Over three weeks starting July 17, Mr. Matteucci will be at CERN, the research facility in Geneva that announced the discovery, to help find meaningful information from pre-sorted numerical data. He obtained clearance to go because Duke has an affiliation with CERN and because he is working with experimental physics professor Al Goshaw, who works at CERN and lectures on high-energy-particle physics at Duke.
The lecture series is a recruitment vehicle for CERN, Mr. Matteucci said. "Every year they recruit a few more students into their ranks. I was just lucky enough to hear about it; when I did, I jumped on the opportunity. Helping research particle physics has quelled a lot of my skepticism regarding the validity of the science, but has also opened my eyes to how much we truly don't know about this field of study."
Portola Valley resident Joan Finnigan, Mr. Matteucci's mother, described her son's achievement as "quite an honor for an undergrad student." Jack attended Ormondale and Corte Madera schools and graduated from Woodside High in 2010, his mother said.
When asked about classes or teachers who influenced him, Mr. Matteucci recalled two Woodside High teachers: Jill Baumgartel, an advanced-standing chemistry teacher, and Stephanie Finander, who teaches advanced-placement physics.
Ms. Baumgartel's class, he remembered, once held a debate on the societal use of nuclear energy. Speaking against it, Jack said he argued that present-day nuclear fission reactors are too dirty compared to nuclear fusion reactors which, while beyond the scope of current technologies, produce much cleaner energy.
"I'm proud to say that (our side) did narrowly win the debate," he said.
In his physics class, he said he would complete his weekly homework the day it was assigned. "When I look back, it's that drive, that charge I got out of doing those problems, that tells me I've really chosen the right field," he said.
Asked about mentors, Mr. Matteucci singled out his dad, a biochemist working on cancer therapy drugs. "Ever since I've been a small child, my dad's always been the instigator of scientific discussions, which ranged anywhere from how electricity works to how to better improve his drug's productivity in the body," Mr. Matteucci said.
In his junior and senior years in high school, he said he worked in his father's lab. "Even though he tried to maintain a healthy distance at the office, I always seemed to get my best answers from him when it came to the lab," he said. "Just recently, I've started to realize how lucky I was to have such a brilliant dad to share ideas with; I can definitely say that I would not be going where I am today without him."
Mr. Matteucci's non-academic interests include backpacking, mountain biking, running, most sports and writing, he said.
In a list of frequently asked questions about the Higgs boson, the website of the Fermi National Accelerator Laboratory near Chicago uses a metaphor of "a giant vat of molasses spread throughout the universe."
First came the big bang, the cataclysmic explosion that theoretically brought the universe — and the vat of molasses — into existence. As subatomic particles blasted through the molasses, globs of it stuck to the particles and gave them mass, "slowing them down and making them heavier," the FAQ says. "You can think of the Higgs boson as the molasses globs."
Particles of light, known as photons, traveled faster and "hydroplaned" over the molasses and so did not collect mass, the FAQ says. "When the universe began to cool, (the) slow particles with mass began to bunch up like mini-traffic jams and form composite particles and then atoms."
Unlike the two-mile-long linear particle accelerator at SLAC National Accelerator Laboratory in Menlo Park, the Large Hadron Collider (LHC) at CERN is a circle, an underground doughnut-shaped tunnel about 17 miles around.
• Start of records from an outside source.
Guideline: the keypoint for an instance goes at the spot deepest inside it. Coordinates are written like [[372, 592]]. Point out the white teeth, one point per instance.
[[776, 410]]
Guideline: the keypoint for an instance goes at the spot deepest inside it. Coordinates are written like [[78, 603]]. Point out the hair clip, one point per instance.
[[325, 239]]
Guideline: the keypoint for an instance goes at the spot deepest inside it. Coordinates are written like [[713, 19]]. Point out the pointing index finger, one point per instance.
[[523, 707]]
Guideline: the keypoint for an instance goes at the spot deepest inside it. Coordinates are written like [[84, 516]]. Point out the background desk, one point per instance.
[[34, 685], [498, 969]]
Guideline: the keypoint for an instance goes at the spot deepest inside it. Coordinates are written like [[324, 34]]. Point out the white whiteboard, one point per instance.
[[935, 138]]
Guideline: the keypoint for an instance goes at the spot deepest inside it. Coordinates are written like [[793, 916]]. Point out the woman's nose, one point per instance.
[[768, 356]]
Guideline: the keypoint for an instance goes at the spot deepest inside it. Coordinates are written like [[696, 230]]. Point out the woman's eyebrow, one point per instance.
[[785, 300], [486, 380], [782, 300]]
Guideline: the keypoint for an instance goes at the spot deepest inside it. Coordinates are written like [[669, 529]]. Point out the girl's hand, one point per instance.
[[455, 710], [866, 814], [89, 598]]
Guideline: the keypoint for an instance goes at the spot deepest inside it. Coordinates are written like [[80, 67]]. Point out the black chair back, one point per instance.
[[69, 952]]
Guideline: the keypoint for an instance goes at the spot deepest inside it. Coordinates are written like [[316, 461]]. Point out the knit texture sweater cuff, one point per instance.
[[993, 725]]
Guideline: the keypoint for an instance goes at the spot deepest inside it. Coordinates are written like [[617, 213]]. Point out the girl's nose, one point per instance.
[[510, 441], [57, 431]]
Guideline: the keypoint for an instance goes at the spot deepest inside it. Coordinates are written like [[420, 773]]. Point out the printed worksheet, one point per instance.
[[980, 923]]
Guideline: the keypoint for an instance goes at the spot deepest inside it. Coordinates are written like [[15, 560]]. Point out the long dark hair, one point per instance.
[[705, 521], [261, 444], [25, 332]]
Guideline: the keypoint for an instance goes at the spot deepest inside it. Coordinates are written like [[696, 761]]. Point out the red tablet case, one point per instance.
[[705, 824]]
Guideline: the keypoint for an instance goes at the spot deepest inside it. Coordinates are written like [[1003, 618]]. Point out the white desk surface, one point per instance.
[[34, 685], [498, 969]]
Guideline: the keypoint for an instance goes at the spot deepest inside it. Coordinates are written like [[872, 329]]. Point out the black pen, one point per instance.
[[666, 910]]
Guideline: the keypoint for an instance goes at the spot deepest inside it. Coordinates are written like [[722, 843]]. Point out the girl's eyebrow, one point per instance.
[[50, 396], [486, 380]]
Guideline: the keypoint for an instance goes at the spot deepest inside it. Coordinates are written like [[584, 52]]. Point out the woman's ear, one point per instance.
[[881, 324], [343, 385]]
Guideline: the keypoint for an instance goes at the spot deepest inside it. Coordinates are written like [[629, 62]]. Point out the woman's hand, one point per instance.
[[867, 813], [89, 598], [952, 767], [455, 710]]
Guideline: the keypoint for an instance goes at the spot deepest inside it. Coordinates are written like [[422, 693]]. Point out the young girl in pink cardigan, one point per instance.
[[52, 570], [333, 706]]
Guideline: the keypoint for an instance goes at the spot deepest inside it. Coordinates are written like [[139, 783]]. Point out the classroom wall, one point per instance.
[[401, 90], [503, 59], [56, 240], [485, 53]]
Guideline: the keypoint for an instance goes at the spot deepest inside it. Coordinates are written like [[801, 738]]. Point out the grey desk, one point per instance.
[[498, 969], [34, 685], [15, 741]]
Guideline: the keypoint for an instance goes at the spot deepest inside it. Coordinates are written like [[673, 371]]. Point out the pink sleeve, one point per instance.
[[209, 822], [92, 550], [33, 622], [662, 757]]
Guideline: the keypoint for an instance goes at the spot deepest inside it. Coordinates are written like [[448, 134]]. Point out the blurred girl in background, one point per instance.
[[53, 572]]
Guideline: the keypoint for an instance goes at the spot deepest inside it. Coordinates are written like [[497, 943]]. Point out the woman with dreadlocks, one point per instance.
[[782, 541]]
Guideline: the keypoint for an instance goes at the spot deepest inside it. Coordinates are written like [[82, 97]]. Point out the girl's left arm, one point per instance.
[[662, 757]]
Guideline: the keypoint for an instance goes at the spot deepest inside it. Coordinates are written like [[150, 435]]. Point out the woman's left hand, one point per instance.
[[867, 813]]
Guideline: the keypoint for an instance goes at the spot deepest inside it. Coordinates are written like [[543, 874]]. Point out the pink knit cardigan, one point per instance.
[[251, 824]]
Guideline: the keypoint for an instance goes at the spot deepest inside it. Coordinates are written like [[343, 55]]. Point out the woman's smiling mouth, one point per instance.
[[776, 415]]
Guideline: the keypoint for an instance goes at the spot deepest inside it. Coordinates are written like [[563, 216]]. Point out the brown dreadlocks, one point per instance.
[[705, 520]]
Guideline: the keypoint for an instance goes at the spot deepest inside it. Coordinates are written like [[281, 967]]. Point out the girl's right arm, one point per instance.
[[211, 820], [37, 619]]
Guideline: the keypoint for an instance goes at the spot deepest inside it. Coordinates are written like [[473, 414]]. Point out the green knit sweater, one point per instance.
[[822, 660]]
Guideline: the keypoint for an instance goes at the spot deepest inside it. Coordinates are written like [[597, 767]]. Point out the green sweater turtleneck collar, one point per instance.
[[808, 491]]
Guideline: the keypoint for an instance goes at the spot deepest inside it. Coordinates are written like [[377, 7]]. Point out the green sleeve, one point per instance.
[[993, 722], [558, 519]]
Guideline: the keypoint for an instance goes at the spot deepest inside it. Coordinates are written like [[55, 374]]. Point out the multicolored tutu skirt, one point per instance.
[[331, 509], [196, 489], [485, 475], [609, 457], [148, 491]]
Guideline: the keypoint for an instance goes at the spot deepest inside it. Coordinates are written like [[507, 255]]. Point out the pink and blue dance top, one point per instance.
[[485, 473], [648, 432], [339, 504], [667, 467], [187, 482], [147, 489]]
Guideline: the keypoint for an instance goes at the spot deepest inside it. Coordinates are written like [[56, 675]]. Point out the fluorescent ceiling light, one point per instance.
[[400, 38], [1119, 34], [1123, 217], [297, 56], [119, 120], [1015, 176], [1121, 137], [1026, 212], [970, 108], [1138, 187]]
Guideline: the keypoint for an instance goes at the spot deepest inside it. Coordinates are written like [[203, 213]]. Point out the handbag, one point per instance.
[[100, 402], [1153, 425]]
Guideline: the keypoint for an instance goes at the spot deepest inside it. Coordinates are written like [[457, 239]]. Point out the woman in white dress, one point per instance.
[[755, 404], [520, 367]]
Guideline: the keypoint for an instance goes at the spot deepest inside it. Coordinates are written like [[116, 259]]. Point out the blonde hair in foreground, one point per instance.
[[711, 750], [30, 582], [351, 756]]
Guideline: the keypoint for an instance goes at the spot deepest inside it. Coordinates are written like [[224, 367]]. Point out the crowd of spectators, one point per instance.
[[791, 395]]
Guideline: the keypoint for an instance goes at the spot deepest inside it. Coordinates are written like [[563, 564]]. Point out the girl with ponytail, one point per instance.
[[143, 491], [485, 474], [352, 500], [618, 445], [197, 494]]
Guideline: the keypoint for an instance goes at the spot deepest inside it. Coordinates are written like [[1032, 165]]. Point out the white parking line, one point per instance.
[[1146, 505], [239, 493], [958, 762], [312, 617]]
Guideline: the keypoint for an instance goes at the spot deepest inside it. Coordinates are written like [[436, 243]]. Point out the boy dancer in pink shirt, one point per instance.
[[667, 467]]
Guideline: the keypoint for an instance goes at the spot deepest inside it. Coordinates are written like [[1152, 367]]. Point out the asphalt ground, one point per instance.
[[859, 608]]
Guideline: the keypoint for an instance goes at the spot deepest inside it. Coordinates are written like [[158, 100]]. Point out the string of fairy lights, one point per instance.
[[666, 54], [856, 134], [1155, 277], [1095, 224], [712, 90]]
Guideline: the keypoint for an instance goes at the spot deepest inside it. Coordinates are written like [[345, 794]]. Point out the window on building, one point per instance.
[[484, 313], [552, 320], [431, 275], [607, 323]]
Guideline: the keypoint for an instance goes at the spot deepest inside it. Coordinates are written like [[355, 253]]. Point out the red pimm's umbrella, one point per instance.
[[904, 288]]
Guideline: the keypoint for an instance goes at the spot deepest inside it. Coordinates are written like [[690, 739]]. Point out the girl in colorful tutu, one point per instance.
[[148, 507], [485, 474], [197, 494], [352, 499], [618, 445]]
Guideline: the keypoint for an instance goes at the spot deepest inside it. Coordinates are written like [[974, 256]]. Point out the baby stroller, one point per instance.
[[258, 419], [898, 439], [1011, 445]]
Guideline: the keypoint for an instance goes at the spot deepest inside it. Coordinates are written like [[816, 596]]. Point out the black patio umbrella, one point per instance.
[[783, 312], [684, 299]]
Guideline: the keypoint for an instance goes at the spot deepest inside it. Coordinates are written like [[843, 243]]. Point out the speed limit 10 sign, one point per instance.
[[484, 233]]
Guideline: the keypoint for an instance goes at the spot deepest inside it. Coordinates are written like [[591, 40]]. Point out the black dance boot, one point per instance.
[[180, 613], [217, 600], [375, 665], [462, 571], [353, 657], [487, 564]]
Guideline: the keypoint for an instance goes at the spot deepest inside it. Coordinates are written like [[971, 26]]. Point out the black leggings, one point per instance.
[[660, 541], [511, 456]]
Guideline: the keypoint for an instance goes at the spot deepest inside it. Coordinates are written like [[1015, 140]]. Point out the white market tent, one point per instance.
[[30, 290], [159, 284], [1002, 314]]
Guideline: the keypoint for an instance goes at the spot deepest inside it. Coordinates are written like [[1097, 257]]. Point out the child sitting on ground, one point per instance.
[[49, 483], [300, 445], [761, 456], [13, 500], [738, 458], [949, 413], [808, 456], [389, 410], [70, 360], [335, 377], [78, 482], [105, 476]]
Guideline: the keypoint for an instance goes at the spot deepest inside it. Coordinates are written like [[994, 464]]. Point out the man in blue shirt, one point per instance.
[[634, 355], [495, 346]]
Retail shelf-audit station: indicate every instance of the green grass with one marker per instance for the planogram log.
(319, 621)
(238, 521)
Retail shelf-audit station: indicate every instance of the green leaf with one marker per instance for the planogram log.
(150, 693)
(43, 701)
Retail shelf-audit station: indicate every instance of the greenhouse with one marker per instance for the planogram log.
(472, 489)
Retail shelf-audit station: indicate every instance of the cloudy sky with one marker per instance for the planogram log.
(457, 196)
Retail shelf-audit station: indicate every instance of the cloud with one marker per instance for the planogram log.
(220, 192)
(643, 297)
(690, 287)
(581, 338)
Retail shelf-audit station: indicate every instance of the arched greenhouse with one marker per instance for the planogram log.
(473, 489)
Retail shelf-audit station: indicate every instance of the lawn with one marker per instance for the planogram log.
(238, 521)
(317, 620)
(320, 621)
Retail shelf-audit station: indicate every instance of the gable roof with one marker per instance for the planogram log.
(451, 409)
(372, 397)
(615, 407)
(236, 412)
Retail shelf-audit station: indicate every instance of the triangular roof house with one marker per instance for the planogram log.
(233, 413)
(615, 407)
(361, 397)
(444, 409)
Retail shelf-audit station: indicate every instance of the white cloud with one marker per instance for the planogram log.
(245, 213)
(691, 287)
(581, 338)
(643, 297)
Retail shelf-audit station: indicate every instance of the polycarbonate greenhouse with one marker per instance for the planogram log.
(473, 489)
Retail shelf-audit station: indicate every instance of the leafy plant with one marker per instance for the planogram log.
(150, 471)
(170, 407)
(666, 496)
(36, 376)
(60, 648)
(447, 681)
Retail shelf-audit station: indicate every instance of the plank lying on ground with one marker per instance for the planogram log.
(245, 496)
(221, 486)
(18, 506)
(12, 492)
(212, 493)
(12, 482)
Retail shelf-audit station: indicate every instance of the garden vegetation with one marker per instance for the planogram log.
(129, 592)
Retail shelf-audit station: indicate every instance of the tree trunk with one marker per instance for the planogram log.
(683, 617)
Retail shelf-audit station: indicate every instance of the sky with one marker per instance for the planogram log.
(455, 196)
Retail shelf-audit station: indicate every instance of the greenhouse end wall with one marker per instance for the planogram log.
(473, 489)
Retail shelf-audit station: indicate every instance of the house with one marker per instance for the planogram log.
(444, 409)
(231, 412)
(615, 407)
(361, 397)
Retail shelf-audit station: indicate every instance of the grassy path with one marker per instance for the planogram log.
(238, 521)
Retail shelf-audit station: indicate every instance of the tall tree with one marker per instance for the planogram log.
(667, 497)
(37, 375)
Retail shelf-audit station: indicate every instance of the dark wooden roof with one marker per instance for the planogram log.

The LHC opened for experimental work in September 2008.
Peter Higgs was one of six physicists who in 1964 suggested the existence of the boson, but they have had to wait until the right tool came along to look for it, Mr. Matteucci said. When matter collides in the LHC, the extremely high levels of energy released can produce data to reveal this particle.
Creating such collisions is the method scientists use to attempt to simulate what might have happened during and after the big bang. It is, by necessity, a humble enterprise. To get particles up to actual big-bang energy levels, Mr. Matteucci said, would probably require a circular accelerator with a circumference of at least 25 million miles.